Hepatitis C Virus (HCV)
- Viral incubation period of approximately 8 weeks
- Most cases of acute HCV infection are asymptomatic
- Mild course
- 55-85% of newly infected patients remain virement and may develop chronic liver disease
- 15-30% of patients with chronic hepatitis C experience progression to cirrhosis.

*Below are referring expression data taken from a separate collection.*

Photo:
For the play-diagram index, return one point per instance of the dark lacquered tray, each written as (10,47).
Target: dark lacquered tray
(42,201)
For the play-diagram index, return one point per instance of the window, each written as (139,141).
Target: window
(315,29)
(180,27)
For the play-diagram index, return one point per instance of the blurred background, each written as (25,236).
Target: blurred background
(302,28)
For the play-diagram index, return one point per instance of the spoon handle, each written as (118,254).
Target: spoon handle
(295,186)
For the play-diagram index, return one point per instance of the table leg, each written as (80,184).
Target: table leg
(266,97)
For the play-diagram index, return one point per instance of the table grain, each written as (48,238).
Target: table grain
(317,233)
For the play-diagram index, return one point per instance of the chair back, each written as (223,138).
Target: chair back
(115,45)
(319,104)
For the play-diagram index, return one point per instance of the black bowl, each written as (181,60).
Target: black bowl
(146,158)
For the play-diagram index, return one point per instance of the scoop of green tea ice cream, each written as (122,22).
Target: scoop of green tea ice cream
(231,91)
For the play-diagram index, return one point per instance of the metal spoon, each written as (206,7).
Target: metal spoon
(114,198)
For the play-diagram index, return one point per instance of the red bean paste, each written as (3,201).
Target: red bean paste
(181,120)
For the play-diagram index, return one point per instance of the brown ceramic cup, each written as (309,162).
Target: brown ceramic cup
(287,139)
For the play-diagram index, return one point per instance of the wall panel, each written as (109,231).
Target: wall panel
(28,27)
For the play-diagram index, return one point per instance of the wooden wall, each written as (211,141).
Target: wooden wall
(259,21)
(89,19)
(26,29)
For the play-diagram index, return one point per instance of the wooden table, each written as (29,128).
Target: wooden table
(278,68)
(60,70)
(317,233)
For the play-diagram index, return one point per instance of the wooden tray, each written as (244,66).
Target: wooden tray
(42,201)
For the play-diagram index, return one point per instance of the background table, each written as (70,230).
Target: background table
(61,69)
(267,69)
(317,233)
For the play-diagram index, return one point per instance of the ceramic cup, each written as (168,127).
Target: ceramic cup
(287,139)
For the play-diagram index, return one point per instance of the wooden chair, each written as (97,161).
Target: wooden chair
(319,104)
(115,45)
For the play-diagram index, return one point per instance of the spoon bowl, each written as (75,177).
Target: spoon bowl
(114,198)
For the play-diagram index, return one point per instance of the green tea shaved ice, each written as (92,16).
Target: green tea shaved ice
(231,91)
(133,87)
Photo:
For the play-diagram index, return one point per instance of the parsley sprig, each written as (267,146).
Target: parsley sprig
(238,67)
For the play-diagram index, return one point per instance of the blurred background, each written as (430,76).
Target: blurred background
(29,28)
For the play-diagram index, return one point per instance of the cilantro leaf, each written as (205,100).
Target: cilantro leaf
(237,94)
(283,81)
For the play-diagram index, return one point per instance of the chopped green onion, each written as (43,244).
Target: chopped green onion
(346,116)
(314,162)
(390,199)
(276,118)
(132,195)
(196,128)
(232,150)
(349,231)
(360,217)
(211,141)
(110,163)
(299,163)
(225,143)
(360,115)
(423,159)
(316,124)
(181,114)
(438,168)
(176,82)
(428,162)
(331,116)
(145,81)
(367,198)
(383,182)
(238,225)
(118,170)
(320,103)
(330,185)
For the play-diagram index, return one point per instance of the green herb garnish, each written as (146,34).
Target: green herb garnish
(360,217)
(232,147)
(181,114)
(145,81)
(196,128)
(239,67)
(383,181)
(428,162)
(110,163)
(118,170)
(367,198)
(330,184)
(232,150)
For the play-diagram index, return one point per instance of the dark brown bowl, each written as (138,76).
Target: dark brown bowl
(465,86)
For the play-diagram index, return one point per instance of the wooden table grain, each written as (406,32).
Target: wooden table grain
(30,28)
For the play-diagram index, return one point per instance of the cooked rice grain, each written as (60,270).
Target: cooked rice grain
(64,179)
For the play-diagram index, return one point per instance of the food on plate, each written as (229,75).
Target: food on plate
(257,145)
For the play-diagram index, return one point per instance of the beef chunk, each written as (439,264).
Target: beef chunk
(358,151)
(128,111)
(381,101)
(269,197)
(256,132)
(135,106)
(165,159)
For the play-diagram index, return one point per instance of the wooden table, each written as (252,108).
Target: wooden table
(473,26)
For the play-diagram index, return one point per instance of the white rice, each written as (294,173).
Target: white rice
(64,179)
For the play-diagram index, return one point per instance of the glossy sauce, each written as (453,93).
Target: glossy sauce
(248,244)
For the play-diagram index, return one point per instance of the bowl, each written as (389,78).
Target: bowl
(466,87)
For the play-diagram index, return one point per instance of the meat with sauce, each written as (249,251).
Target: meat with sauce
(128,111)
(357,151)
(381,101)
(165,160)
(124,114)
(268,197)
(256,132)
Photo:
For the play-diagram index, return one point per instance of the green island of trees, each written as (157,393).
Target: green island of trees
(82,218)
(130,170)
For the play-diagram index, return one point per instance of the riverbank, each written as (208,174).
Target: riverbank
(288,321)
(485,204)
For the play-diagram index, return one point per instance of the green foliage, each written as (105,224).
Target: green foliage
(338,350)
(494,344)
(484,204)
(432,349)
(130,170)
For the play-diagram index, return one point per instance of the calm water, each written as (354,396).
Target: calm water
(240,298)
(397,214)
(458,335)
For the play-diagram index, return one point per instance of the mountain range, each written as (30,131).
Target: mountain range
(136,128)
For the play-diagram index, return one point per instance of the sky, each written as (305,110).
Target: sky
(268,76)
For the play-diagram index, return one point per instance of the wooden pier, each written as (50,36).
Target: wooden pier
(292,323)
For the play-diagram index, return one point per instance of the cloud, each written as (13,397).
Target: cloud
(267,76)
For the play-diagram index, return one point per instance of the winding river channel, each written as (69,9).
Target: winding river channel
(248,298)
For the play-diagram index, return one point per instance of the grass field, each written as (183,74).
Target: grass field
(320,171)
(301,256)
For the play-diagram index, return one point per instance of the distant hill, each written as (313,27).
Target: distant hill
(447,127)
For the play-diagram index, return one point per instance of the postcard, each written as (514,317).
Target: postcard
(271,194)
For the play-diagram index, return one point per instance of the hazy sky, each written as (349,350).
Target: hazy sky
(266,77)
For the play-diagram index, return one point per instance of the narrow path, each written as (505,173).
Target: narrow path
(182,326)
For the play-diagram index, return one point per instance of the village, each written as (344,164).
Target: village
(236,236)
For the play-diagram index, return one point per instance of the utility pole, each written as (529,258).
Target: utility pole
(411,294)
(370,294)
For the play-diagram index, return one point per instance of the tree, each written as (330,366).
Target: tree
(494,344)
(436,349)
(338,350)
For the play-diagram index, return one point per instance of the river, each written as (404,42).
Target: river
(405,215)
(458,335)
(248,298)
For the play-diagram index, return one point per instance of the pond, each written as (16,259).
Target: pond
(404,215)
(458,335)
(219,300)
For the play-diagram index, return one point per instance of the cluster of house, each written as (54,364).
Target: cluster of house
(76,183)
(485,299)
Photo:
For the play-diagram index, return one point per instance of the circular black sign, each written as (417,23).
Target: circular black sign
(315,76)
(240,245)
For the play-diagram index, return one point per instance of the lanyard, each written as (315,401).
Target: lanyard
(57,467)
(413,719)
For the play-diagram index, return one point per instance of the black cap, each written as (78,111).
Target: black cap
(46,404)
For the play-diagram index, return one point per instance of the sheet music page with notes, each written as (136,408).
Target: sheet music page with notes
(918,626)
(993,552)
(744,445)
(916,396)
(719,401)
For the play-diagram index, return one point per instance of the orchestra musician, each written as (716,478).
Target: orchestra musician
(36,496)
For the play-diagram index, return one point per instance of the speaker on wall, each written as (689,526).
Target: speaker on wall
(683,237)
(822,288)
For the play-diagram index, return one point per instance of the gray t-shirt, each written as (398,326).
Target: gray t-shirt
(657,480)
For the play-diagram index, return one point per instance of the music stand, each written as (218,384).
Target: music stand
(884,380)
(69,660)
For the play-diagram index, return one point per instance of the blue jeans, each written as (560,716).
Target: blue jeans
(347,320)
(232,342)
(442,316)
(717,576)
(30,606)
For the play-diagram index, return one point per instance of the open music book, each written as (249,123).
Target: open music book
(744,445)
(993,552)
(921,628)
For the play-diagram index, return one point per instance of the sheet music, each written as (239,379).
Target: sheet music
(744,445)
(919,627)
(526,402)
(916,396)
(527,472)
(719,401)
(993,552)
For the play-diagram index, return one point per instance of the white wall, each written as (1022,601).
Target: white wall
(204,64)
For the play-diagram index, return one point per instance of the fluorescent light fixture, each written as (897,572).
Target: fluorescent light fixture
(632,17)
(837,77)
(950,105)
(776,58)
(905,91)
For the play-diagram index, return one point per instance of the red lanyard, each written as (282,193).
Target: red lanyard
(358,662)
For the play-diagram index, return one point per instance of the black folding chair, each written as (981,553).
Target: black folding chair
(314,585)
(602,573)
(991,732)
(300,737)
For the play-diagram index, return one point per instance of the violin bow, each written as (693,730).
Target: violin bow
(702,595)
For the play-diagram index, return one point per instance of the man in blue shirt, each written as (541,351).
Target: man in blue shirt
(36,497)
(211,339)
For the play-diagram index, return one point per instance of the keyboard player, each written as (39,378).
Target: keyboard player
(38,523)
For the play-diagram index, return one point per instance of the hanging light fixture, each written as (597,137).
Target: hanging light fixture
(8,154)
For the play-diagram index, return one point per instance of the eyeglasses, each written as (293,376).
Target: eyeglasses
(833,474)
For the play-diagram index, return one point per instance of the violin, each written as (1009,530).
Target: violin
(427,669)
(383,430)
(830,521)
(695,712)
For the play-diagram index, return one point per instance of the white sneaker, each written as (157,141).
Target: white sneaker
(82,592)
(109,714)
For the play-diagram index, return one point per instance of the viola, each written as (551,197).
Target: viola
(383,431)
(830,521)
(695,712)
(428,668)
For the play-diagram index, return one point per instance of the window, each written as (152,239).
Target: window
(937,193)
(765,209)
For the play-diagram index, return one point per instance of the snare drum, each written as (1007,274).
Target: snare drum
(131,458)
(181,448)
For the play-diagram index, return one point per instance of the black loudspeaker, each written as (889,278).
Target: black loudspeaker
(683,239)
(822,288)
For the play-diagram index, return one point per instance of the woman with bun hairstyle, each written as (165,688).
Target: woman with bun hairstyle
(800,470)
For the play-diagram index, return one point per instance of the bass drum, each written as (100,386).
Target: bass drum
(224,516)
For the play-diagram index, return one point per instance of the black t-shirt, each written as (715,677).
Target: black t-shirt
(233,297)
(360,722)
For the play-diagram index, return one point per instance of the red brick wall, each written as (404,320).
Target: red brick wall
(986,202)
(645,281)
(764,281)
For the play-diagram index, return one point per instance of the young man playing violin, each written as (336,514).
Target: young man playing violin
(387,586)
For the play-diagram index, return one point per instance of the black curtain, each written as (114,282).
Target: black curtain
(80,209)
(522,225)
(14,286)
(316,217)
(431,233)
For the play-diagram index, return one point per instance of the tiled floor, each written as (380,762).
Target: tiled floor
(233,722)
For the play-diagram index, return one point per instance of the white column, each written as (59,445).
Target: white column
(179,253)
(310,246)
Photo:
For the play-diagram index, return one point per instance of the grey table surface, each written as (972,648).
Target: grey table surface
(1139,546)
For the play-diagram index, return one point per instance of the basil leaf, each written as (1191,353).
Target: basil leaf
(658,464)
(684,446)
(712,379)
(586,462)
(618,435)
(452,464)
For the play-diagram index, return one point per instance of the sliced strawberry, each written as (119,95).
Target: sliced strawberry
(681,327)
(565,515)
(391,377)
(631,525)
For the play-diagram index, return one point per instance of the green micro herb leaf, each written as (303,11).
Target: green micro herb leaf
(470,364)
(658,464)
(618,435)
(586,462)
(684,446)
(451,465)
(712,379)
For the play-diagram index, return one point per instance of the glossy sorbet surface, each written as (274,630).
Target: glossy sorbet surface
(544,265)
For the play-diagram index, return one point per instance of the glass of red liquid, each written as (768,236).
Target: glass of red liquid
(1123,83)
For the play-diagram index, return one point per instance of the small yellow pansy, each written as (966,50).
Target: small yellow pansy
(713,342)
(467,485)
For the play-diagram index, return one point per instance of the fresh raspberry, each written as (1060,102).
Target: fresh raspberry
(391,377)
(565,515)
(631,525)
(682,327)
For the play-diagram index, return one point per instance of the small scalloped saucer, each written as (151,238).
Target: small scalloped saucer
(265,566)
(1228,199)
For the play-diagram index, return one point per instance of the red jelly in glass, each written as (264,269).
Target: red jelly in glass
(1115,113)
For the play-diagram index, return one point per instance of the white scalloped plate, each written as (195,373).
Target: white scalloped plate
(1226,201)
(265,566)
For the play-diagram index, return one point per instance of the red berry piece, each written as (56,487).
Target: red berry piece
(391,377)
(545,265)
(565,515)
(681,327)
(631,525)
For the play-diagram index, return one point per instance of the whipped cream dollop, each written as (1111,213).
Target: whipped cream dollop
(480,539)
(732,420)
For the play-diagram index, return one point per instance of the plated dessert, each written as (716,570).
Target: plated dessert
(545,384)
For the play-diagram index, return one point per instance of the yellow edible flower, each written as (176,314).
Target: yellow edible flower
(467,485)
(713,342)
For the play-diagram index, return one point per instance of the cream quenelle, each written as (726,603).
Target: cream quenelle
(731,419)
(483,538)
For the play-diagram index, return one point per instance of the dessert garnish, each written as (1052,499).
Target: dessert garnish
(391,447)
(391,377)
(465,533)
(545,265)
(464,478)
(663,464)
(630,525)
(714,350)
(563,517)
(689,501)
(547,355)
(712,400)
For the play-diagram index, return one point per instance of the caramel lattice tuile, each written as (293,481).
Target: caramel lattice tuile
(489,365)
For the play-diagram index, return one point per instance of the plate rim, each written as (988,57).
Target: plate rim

- Patients with HCV-induced cirrhosis at a risk for the development of HCC especially in the setting of HBV coinfection
- HCV antibody is used for screening of infection, and PCR to assess viral load and follow up response to treatment
Hepatitis D
- Needs HepB(Bivirius Antigent)
- Simultaneous infection of HBV and HDV results in the same clinical picture of acute infection with HBV alone with mild to severe results
- Risk of developing chronic HBV and HDV infection is the same as the rate of developing chronic HBV infection
- Chronic HBV and HDV disease tend to progress more rapidly to cirrhosis than chronic HBV infection alone
- Introduction of HDV into an individual already infected with HBV may have dramatic consequences
- Superinfection may give HBsAg-positive patients the appearance of a sudden worsening or flare of hepatitis B
Key Points
- Cirrhosis secondary to HBV and HCV is the most common risk factor for HCC development.
- All cirrhotic patients should be routinely monitored with abdominal ultrasonography every 6 months.